As we’ve discussed earlier, there will be times when you or a customer would rather connect with an agent than a bot. It’s crucial that your bot offers this flexibility.
Firstly, your bot should be able to give the customer the option to speak to an agent at any time. Eighty-six percent of consumers believe they should always have the option to transfer to a live agent when dealing with a chatbot. You can easily set this option up within the Comm100 AI Chatbot.

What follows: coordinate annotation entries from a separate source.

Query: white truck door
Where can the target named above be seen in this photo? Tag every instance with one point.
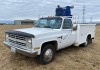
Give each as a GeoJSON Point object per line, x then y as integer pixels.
{"type": "Point", "coordinates": [68, 35]}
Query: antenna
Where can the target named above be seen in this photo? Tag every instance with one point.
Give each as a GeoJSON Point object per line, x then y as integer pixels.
{"type": "Point", "coordinates": [84, 14]}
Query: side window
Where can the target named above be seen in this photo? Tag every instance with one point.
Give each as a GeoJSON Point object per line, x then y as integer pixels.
{"type": "Point", "coordinates": [67, 24]}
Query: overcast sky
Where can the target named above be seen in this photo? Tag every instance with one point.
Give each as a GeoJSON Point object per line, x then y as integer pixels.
{"type": "Point", "coordinates": [30, 9]}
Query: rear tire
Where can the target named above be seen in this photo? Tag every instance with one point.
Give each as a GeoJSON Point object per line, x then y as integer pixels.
{"type": "Point", "coordinates": [88, 41]}
{"type": "Point", "coordinates": [47, 54]}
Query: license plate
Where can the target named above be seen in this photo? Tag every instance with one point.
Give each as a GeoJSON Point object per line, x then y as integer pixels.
{"type": "Point", "coordinates": [13, 49]}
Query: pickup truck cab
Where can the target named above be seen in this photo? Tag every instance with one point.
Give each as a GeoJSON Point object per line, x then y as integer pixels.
{"type": "Point", "coordinates": [47, 36]}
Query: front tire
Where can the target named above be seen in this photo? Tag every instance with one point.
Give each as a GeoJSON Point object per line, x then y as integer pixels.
{"type": "Point", "coordinates": [47, 54]}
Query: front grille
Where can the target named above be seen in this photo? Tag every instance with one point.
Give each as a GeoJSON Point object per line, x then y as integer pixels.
{"type": "Point", "coordinates": [18, 41]}
{"type": "Point", "coordinates": [17, 37]}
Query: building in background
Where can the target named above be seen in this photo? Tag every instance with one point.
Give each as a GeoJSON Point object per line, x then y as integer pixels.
{"type": "Point", "coordinates": [24, 22]}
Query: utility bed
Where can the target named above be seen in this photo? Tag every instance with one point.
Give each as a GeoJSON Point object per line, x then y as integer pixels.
{"type": "Point", "coordinates": [83, 30]}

Next, you need a bot that can automatically identify the conversations that you want an agent to manage. This requires training your bot on the topics – ‘intents’, in bot lingo – that your customers will bring up. If there are specific intents that are of high value to you, you can tag them so when a customer mentions it, the bot recognizes it and automatically transfers the chat to the appropriate agent or department. The bot can also be trained to notify an agent or escalate the conversation when asked a question it can’t answer or if a visitor is clearly frustrated. As a failsafe, your agents should also be able to monitor bot conversations and take them over in these situations.
Wrap-up
Chatbots will never replace whole customer service teams, and nor should they. The ‘human touch’ is still essential to customer support, and we are a long way off until this changes. However, if implemented intelligently, bots can resolve a great portion of customer queries without any human involvement, allowing team sizes to reduce, or remain the same in the face of increased support volume.